Can anyone give me some advise?!
L xx
iVillage Member
Registered: 04-28-2005
Tue, 05-03-2005 - 9:46am
In a perfect world, everybody would get along and adore each other. That's not always the case. You may have to choose between your family and your b/f. My SO is a non-practicing Catholic...yet when he asked me if I'd attend a mass with him I agreed to go. This goes against all of my religious upbringing but I respect his feelings and he would honor my request to do the same. We don't always agree on everything and when we don't, after discussion where we just discuss the issues without trying to convince the other side that each is right,we just agree to disagree. We discuss each aspect and state our opinions matter of factly. It's merely a discussion, like it would be if we were talking about the weather.

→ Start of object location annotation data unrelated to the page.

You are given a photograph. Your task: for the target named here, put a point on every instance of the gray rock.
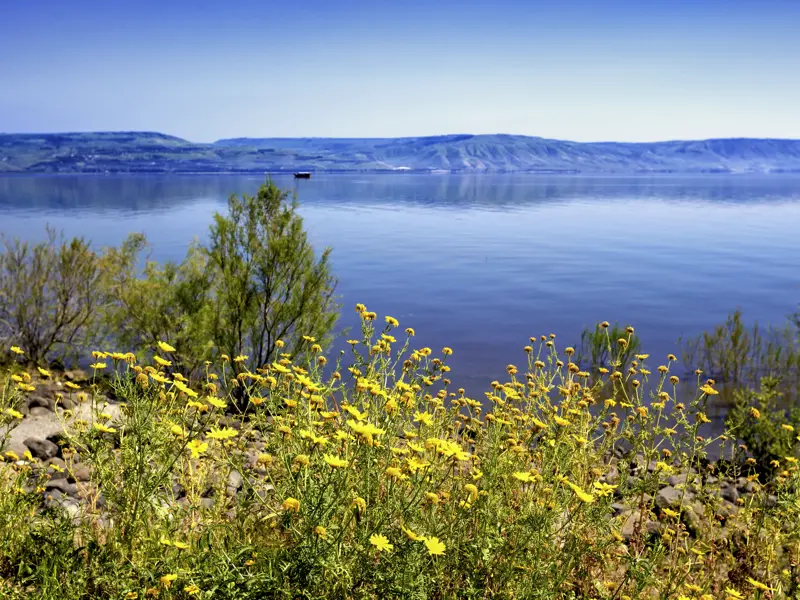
(729, 493)
(670, 497)
(76, 375)
(612, 477)
(726, 509)
(631, 523)
(82, 473)
(623, 448)
(41, 401)
(234, 482)
(679, 479)
(61, 485)
(57, 468)
(693, 516)
(41, 449)
(619, 508)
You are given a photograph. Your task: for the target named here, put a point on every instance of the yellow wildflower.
(292, 504)
(584, 497)
(334, 461)
(196, 447)
(380, 542)
(165, 347)
(411, 535)
(424, 418)
(434, 546)
(222, 434)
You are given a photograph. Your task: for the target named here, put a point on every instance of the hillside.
(148, 152)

No arguing...just stating what we have learned or were taught. You say you're "falling out of love with him"...why do you feel that way? I'm not saying it's not possible, but you said that he's an "all around great guy". If you really think that why are you losing feeling? Is it b/c he doesn't get along with your family? Because he let you down? I agree that he should have been there for you during your time of mourning. If he has had a fundamental religious training, I can tell you what his views of the catholic church are, right or wrong. There are some folks who believe that the act of stepping into a catholic church is akin to stepping into the gates of hell itself. If he feels that way, you can't expect him to totally abandon his feelings. I don't know, you didn't say why he wasn't there, or if you discussed the reasons why. I'm speculating. Maybe you need to discuss this with him, tell him how hurt you felt that he wasn't there, and that you needed him at that particular time. Good luck...Becky
iVillage Member
Registered: 04-30-2003
Tue, 05-03-2005 - 12:18pm

I was wondering, are you "falling out of love" because of the recent events, or because of other things? Also, is your bf friends with your brothers? Or do you think things just got out of hand?


A few other things.


Death. Some people are NOT comfortable around death. Some people make jokes to feel more comfy (even if inappropriate). Some people don't know how to act "appropriately". Maybe your dbf is that type of guy.




my pet!

iVillage Member
Registered: 03-20-2005
Thu, 05-05-2005 - 1:36pm
Thank you and thanks cherbear017 i think i've always known that i need to talk to my bf and that i could be being unreasonable. I didn't think that perhaps he felt so strongly about religion though and we have never spoken about this, well obviously me being catholic and him not but not that he might HATE the idea of stepping inside a chapel. He had a sudden death in his family about 2years ago so maybe thats another problem. Basically i just wanted to say thanks! Thanks for giving me something to go and talk about with my b/f and for giving me a chance to look at it from his eyes too!